A Nvidia agora também vende plataformas avançadas de assistência ao motorista e autonomia para montadoras. Essas montadoras fornecem aos clientes os sistemas dos carros que vendem.
Os analistas de mercado veem os robotáxis como o fim do jogo, com a Waymo, da Alphabet Inc., atualmente liderando implantações comerciais no mundo real, e a Tesla argumentando que terá sucesso em escala.
Antes disso, os carros de propriedade dos consumidores estão provando que podem dirigir mais sob a supervisão do proprietário, servindo como uma ponte para uma adoção mais ampla dos robotáxis.
Tesla vê o FSD como um trampolim para uma futura rede de robotáxis. A Nvidia está buscando um objetivo semelhante, junto com outras empresas de tecnologia, montadoras e empresas de transporte de passageiros, incluindo a Uber Technologies Inc. Mais uma vez, a Nvidia fornecerá a tecnologia e verá robôs alimentando frotas de robotáxis já em 2027.
A Tesla aposta na autonomia como especialista, enquanto a Nvidia se posiciona como traficante de armas, vendendo equipamentos para toda a indústria.
Huang disse que o próximo Mercedes-Benz CLA será o primeiro carro a usar a pilha da Nvidia, que oferece recursos semelhantes aos do FSD. As entregas começam nos EUA no início de 2026 e se expandem para a Europa e Ásia no final do ano. Ir além disso exigiria hardware adicional como o lidar, aumentando os custos e ressaltando o quanto os carros atuais ainda estão longe da autonomia total.
Musk voltou ao tema da investida da Nvidia em veículos autônomos na terça-feira, argumentando que não é uma ameaça imediata aos esforços da Tesla. Ele disse que a tecnologia não estava pronta para uma implementação segura em grande escala.
“O tempo real desde a operação do tipo FSD até um local onde é mais seguro que um ser humano é de vários anos”, escreveu ele em X, acrescentando que uma competição significativa para Tesla ainda estaria a pelo menos cinco a seis anos de distância.

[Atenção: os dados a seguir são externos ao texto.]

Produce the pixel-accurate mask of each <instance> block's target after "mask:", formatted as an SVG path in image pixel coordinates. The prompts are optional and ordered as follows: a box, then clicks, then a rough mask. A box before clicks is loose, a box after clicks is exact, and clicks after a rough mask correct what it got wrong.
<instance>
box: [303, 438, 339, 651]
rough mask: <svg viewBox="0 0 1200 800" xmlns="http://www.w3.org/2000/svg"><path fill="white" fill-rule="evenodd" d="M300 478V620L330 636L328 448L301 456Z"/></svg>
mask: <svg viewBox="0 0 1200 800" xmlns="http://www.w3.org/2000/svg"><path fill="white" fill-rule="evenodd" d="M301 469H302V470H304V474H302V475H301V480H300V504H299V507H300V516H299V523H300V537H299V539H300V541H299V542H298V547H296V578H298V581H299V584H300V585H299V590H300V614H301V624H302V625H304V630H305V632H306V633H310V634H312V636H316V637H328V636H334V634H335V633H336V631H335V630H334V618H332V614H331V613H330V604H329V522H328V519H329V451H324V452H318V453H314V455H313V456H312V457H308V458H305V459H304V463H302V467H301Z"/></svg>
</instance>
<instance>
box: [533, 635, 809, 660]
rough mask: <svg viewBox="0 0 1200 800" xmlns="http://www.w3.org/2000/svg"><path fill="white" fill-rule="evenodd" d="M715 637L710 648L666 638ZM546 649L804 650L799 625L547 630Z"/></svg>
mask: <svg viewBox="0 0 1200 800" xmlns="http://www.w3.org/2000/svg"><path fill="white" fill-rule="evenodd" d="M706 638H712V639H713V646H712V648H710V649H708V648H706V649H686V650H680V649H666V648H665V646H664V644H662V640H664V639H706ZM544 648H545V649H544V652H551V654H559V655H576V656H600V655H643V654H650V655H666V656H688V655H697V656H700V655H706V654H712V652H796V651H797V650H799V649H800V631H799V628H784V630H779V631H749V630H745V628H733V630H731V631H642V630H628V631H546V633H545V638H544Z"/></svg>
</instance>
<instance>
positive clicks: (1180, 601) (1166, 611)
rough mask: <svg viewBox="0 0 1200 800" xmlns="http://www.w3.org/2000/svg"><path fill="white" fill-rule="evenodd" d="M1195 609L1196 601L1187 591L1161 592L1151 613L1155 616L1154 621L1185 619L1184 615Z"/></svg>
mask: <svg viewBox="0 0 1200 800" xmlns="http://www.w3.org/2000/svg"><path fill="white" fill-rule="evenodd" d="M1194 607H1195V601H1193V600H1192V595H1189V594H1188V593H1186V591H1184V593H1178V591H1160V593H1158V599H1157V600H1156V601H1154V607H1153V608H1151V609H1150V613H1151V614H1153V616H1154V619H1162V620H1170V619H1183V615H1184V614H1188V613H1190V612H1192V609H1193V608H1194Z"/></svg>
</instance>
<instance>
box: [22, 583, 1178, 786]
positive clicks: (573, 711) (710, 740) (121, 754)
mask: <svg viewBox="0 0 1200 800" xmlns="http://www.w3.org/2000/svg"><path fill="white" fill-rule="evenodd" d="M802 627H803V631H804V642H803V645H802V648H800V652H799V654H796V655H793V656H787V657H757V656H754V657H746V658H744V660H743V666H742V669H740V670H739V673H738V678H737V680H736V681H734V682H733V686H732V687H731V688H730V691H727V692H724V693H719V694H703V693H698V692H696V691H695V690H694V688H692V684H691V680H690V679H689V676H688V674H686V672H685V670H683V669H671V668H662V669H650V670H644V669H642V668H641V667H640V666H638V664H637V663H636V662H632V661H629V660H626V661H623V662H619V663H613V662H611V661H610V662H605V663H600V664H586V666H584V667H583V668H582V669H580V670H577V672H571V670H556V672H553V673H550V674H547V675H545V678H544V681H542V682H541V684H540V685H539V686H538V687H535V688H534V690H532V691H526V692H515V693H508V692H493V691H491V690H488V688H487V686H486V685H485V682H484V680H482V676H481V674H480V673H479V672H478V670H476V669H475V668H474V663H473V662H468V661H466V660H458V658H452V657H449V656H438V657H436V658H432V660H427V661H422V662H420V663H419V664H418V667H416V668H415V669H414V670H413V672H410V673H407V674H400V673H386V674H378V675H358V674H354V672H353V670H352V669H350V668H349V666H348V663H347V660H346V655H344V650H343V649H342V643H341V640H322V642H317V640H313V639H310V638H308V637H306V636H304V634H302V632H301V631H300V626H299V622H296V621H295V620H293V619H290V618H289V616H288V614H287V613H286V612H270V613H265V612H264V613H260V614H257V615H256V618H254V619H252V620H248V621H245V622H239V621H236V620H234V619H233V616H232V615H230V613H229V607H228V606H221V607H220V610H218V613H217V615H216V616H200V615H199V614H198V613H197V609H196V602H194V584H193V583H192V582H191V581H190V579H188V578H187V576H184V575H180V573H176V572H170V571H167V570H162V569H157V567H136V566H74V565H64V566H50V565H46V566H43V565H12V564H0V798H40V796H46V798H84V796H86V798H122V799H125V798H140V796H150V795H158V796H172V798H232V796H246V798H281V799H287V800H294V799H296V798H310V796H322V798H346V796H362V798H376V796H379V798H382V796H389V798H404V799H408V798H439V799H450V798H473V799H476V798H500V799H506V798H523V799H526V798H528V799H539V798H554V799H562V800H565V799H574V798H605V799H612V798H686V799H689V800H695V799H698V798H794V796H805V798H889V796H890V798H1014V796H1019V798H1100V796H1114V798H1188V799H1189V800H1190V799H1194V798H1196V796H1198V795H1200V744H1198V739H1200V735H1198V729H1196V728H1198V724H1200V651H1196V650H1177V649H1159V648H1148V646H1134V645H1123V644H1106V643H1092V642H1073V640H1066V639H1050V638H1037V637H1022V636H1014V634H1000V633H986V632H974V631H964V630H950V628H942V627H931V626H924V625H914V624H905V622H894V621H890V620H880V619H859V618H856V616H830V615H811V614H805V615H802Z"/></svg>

Apesar de toda a ambição demonstrada, Huang e Musk indicaram efetivamente que a condução totalmente autónoma em grande escala ainda é uma perspetiva distante.
Para ambos, o campo de provas mais próximo vem em primeiro lugar: carros que possam dirigir sozinhos parte do caminho. Quem vencer nessa fase poderá ajudar a dominar a fase seguinte.